Certainly, “Memories of Underdevelopment” is a series inspired by the novel and film of the same name, according to the artist statement. The photographer, Barbarito Walker, is the “main character”: like Sergio Carmona, the protagonist in the works of writer Edmundo Desnoes and filmmaker Tomás Gutiérrez Alea (Titón), he “experiences and reflects on the social and political changes in Cuba after the 1959 Revolution.”
Walker is “an observer” who—like his putative alter ego—has stopped looking through the telescope to go out and “hunt stumbled realities.” So, the author of this series, as his surname suggests, is also a walker…
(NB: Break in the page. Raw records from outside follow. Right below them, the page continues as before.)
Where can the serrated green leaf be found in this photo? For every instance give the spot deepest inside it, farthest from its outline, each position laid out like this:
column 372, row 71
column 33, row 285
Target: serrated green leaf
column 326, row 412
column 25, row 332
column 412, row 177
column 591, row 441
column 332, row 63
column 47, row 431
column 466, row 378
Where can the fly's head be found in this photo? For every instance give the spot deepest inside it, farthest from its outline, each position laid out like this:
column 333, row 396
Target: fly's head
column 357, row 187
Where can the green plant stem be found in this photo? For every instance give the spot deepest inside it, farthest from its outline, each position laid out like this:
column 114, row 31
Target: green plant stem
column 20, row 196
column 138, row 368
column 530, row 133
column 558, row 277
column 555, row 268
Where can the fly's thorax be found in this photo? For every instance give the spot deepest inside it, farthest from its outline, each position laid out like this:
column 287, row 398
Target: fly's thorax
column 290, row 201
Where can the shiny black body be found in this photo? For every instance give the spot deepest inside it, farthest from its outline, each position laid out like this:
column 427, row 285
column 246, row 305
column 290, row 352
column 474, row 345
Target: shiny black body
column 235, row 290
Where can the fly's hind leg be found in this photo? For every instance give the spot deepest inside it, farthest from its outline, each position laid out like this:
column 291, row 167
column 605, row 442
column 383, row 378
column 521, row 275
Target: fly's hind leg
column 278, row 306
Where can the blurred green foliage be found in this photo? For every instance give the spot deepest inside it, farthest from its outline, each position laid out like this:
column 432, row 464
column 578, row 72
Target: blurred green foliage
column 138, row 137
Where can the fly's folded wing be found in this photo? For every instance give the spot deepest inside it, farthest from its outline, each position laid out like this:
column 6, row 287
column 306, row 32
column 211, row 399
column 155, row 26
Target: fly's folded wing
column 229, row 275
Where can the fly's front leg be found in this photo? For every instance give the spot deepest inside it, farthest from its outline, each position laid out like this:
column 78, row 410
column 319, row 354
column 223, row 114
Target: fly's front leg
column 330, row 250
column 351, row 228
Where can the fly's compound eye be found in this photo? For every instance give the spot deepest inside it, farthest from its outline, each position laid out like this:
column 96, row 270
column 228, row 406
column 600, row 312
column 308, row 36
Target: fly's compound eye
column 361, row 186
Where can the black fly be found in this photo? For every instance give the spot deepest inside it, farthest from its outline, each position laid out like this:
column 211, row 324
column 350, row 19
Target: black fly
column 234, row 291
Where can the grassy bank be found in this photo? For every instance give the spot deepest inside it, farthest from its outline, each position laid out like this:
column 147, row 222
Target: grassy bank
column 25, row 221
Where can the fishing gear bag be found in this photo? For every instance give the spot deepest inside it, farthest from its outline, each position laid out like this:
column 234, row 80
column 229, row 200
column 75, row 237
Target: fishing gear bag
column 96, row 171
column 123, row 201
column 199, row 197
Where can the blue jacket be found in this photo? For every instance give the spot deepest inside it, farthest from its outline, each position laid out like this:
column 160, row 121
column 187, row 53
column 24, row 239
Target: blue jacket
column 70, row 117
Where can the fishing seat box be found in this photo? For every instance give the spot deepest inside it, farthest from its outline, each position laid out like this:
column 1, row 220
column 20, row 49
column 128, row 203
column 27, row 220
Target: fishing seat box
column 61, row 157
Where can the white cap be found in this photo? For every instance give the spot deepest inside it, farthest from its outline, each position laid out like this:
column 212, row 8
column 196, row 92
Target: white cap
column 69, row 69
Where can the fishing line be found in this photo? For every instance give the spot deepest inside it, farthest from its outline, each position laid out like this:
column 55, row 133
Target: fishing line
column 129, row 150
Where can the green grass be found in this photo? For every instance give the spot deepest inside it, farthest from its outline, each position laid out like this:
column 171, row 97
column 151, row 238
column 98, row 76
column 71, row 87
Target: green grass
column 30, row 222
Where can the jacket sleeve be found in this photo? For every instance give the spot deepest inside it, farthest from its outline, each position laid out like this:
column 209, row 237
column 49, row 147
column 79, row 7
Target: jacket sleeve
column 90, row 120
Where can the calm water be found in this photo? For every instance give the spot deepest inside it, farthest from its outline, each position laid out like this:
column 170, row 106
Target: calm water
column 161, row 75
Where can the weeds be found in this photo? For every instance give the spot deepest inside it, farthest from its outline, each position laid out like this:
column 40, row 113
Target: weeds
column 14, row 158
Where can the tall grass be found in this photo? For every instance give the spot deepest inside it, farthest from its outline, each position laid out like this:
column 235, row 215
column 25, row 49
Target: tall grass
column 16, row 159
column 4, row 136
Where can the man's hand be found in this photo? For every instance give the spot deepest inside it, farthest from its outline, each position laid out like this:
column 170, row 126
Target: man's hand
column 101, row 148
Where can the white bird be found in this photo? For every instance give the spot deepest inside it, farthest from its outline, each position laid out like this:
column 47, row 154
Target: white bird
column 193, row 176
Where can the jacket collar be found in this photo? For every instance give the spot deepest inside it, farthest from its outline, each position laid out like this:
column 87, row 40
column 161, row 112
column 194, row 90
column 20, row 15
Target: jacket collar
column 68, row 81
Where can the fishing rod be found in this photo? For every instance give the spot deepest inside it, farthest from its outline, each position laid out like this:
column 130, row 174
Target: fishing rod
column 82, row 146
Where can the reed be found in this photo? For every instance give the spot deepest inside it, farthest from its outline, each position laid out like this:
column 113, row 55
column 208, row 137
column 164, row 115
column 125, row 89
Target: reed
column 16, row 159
Not just a voyeur but also a flâneur. The right formula for street photography. The changing city is then these faces, these gestures… The photographer is, finally, “a witness.”
In the introduction note to this series, we also read: “The narrative follows his thoughts and observations as he tries to adapt to the new reality and find his place in a transforming environment.”
“The images, in black and white to intensify the drama and emotion,” warns the brief auroral statement, “reveal the expressions of a people marked by scarcity and control.”
* No Country Magazine publishes this series of photographs by Walker as a sort of tribute to the Cuban writer Edmundo Desnoes, author of the novel “Memories of Underdevelopment” (1966), whose death at the age of 93 in exile in the United States was known on December 6, 2023.
** Translation from Spanish by Fiona Baler.